Таблица 3. Характеристики глобального парного выравнивания неродственных белков.

Protein Name1
ID1
Protein Name2
ID2
Score
% Identity
% Similarity
Gaps
Indels
Large ribosomal subunit protein bL20
RL20_ECOLI
Sulfur carrier protein ThiS
THIS_BACSU
17,0
6,8%
15,1%
108
5

Таблица 4. Характеристики локального парного выравнивания неродственных белков.

Protein Name1
ID1
Protein Name2
ID2
Score
% Identity
% Similarity
Gaps
Indels
Coverage1
Coverage2
Large ribosomal subunit protein bL20
RL20_ECOLI
Sulfur carrier protein ThiS
THIS_BACSU
23,0
40,0%
80,0%
0
0
8,5%
15,2%

Белки не являются гомологичными, поскольку при глобальном парном выравнивании этих белков процент идентичности оказался равным 6,8% , что значительно меньше порогового значения 20-25%. При локальном парном выравнивании эта цифра составляет 40%. Однако такой высокий процент достигается тем, что были выбраны очень маленькие сходные участки последовательностей, что подтверждается процентом перекрытия 8,5% и 15,2% для RL20_ECOLI и THIS_BACSU соответственно. Также в глобальном парном выравнивании наблюдается большое количество гэпов (108 шт.) при достаточно малой длине последовательности.

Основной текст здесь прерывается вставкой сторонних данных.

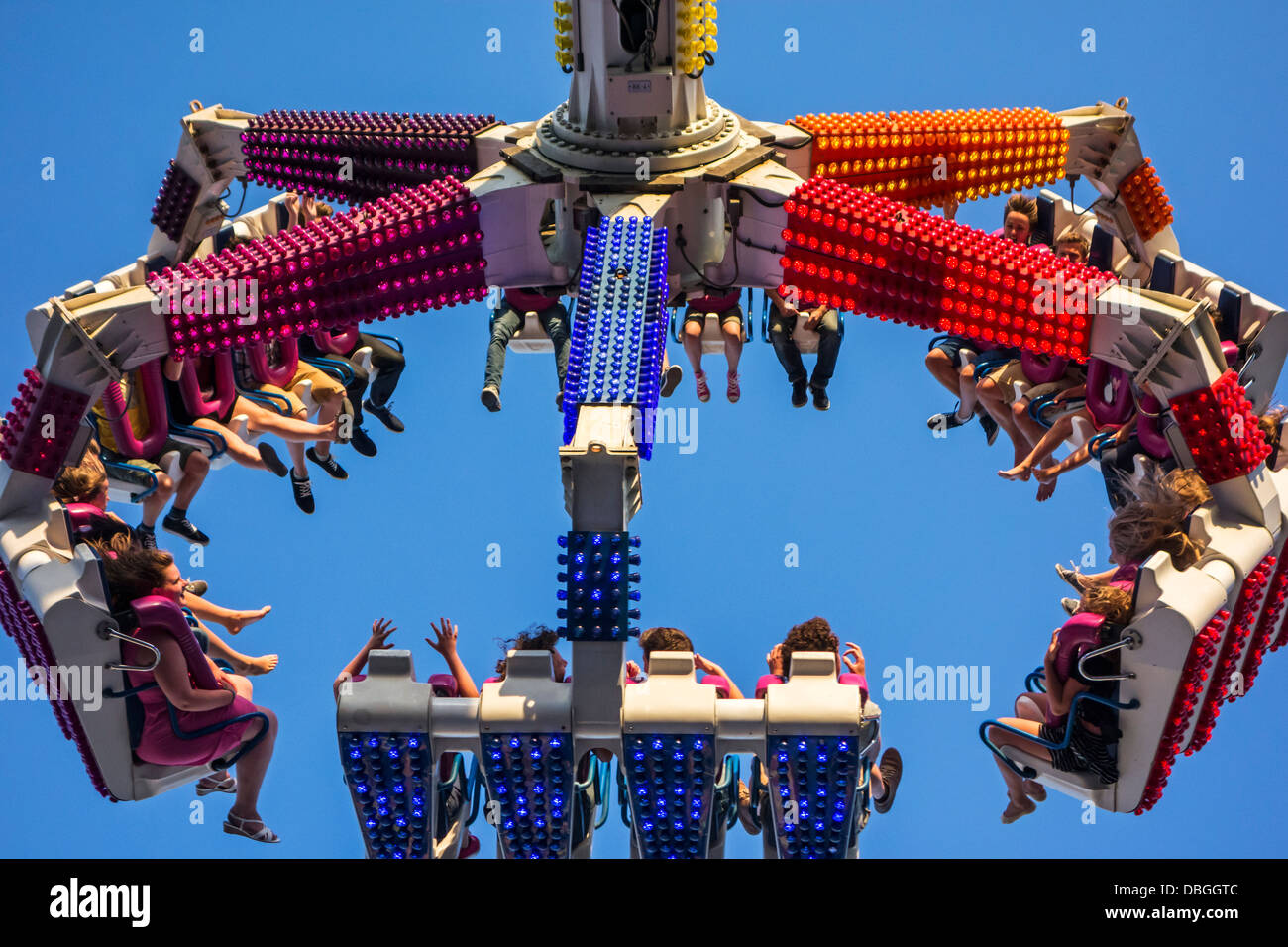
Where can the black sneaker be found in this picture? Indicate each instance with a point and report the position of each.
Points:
(892, 770)
(270, 460)
(303, 491)
(671, 379)
(387, 418)
(990, 427)
(362, 442)
(184, 528)
(329, 464)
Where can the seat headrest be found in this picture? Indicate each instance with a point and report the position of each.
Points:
(158, 613)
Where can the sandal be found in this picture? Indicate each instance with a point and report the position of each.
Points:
(1014, 812)
(265, 832)
(207, 785)
(1072, 577)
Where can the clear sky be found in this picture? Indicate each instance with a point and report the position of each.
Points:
(907, 544)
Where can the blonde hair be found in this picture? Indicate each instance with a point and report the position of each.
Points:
(80, 482)
(1189, 486)
(1076, 239)
(1109, 600)
(1141, 528)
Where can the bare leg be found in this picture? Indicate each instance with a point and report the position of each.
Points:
(193, 475)
(732, 333)
(327, 412)
(991, 399)
(232, 620)
(241, 664)
(261, 420)
(1020, 804)
(966, 390)
(237, 449)
(939, 365)
(694, 344)
(158, 501)
(252, 771)
(1059, 432)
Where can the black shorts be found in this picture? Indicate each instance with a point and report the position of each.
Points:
(185, 451)
(1086, 751)
(953, 346)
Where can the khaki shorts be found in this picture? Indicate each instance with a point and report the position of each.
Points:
(296, 405)
(323, 384)
(1005, 379)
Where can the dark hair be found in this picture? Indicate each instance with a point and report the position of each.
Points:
(814, 634)
(532, 638)
(664, 639)
(134, 574)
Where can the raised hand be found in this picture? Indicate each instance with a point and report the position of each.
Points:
(380, 631)
(446, 634)
(853, 659)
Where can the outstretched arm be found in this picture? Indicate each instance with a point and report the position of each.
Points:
(712, 668)
(446, 646)
(380, 631)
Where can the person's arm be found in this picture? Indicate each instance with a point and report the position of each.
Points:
(380, 631)
(712, 668)
(1055, 686)
(446, 646)
(171, 677)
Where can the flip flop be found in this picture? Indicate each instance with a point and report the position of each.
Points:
(265, 832)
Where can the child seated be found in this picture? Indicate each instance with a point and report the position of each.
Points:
(134, 575)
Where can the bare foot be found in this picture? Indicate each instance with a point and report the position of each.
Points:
(252, 667)
(1047, 474)
(1017, 810)
(1020, 472)
(239, 620)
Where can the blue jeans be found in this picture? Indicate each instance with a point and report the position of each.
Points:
(790, 357)
(507, 321)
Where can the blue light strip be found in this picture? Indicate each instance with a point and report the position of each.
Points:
(390, 777)
(811, 789)
(596, 579)
(618, 334)
(671, 781)
(531, 776)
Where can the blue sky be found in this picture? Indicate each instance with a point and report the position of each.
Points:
(910, 545)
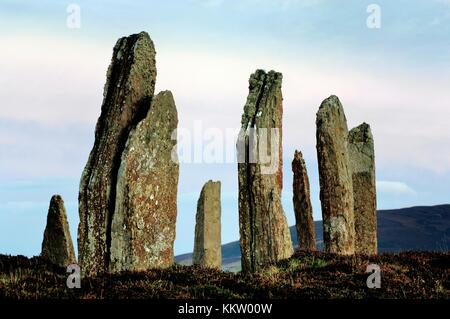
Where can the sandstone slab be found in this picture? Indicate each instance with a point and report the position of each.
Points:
(264, 233)
(336, 187)
(207, 244)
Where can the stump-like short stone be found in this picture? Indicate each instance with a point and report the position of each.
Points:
(336, 187)
(57, 245)
(362, 160)
(207, 245)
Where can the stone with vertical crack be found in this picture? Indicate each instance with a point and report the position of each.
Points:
(302, 204)
(362, 162)
(57, 246)
(336, 187)
(264, 233)
(127, 95)
(207, 245)
(143, 225)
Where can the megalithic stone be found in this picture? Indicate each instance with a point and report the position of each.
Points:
(302, 204)
(362, 160)
(336, 188)
(207, 244)
(127, 94)
(57, 246)
(264, 232)
(143, 226)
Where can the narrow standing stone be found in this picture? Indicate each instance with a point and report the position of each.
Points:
(127, 95)
(57, 245)
(362, 160)
(143, 226)
(302, 205)
(264, 233)
(207, 245)
(336, 189)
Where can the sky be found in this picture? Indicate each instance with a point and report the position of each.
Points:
(395, 77)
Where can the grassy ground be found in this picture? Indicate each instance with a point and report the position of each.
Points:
(305, 275)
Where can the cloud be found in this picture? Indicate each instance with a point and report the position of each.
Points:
(394, 188)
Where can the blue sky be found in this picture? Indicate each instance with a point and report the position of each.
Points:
(396, 78)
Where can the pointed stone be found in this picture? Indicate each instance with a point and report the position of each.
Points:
(362, 160)
(207, 245)
(302, 205)
(336, 189)
(127, 95)
(57, 245)
(143, 226)
(264, 233)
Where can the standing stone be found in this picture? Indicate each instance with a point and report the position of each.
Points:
(57, 246)
(127, 95)
(362, 162)
(336, 190)
(302, 205)
(143, 226)
(264, 232)
(207, 245)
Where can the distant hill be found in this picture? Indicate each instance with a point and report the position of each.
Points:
(415, 228)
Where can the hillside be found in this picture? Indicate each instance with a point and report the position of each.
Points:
(304, 276)
(415, 228)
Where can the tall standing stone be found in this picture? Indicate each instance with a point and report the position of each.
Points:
(362, 160)
(127, 95)
(57, 246)
(336, 189)
(207, 245)
(264, 232)
(143, 226)
(302, 204)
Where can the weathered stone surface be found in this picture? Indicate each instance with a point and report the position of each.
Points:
(302, 204)
(127, 95)
(143, 226)
(207, 245)
(362, 163)
(264, 232)
(336, 189)
(57, 245)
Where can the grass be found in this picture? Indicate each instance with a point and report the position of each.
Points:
(305, 275)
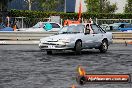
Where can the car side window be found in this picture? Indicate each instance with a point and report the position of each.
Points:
(96, 29)
(54, 25)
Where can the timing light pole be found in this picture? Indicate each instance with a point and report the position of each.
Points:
(65, 6)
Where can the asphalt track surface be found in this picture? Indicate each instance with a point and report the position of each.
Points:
(25, 66)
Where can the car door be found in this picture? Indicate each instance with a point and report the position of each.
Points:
(98, 35)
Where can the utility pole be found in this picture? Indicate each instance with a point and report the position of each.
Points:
(30, 4)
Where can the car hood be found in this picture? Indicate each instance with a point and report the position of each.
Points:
(60, 36)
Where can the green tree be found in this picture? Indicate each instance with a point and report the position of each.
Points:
(100, 6)
(3, 4)
(50, 5)
(128, 6)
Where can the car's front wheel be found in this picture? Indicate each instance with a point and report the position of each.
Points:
(78, 47)
(104, 46)
(49, 52)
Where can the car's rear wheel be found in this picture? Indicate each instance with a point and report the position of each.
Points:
(49, 52)
(104, 46)
(78, 47)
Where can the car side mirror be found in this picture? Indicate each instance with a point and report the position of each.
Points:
(87, 31)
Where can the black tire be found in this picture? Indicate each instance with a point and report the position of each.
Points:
(78, 47)
(49, 52)
(104, 46)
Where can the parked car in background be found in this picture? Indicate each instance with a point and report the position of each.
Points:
(76, 38)
(43, 26)
(4, 28)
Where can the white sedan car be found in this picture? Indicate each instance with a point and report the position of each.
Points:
(43, 26)
(76, 38)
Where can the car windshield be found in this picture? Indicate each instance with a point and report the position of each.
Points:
(72, 29)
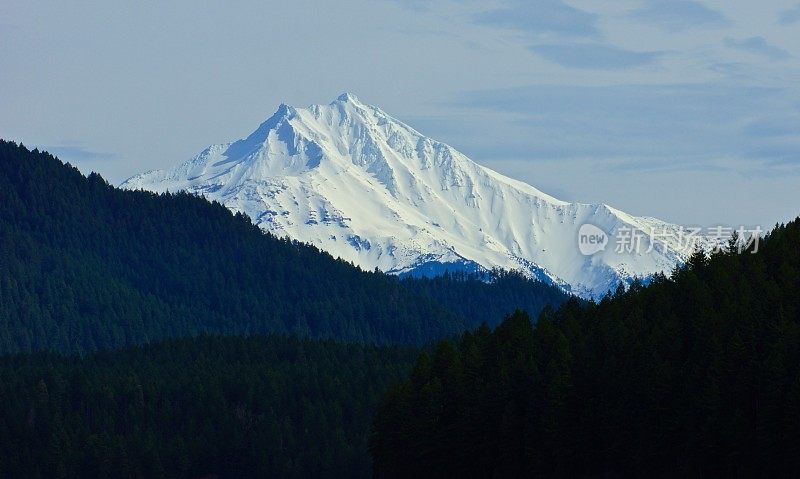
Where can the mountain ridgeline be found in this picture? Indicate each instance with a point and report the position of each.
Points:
(86, 266)
(696, 375)
(352, 180)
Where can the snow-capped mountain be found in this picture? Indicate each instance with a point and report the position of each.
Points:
(370, 189)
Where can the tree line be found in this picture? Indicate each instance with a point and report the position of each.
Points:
(695, 375)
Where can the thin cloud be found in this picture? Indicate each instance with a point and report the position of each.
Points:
(594, 56)
(677, 15)
(758, 46)
(541, 17)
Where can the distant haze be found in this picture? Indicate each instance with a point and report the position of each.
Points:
(683, 110)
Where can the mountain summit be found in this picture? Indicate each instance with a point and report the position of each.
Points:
(368, 188)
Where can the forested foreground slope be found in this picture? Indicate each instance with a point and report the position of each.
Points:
(202, 407)
(694, 375)
(87, 266)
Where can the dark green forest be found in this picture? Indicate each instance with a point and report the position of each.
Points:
(201, 407)
(86, 266)
(695, 375)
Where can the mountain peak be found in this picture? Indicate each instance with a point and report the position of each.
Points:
(347, 97)
(370, 189)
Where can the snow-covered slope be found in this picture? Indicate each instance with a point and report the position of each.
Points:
(365, 187)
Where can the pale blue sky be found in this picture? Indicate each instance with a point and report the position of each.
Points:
(680, 109)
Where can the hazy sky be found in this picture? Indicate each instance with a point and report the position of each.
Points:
(680, 109)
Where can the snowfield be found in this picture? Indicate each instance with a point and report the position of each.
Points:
(370, 189)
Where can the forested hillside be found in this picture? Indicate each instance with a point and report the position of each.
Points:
(86, 266)
(694, 375)
(203, 407)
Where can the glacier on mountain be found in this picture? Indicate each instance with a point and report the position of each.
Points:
(370, 189)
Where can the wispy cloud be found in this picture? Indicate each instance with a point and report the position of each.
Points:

6. Множественное выравнивание белков и импорт в Jalview.

а) Для одной из мнемоник функций (IXTPA_) в Swiss-Prot было найдено 256 белков, чьи идентификаторы начинаются с этой мнемоники.

Полное имя белка IXTPA_ECOLI: dITP/XTP pyrophosphatase.

Для множественного выравнивания были выбраны следующие белки: IXTPA_ARCFU, IXTPA_METJA, IXTPA_VEREI, IXTPA_LEPCP, IXTPA_PICTO, IXTPA_ECOLI, IXTPA_BACSU.

б) Множественное выравнивание проводилось на kodomo при помощи программы выравнивания muscle. Для этого был создан списочный файл ixtpa.txt с выбранными белками, который затем был переведен в fasta формат. После этого, используя команду, приведенную ниже, было произведено выравнивание.

 muscle -align ixtpa.fasta -output ixtpa_alignment.fasta 

в) Результат выравнивания представлен в файле с проектом Jalview.

г) Белки выровнялись достаточно хорошо, однако в начале выравнивания и в его середине присутствует много гэпов. Все 7 белков являются гомологичными, так как имеют много сходных участков в последовательностях, несмотря на гэпы. У данного выравнивания имеются более консервативные и менее консервативные участки. Наиболее ярко выраженные консервативные участки: 73-90, 132-140, 157-169, 173-180, 187-206.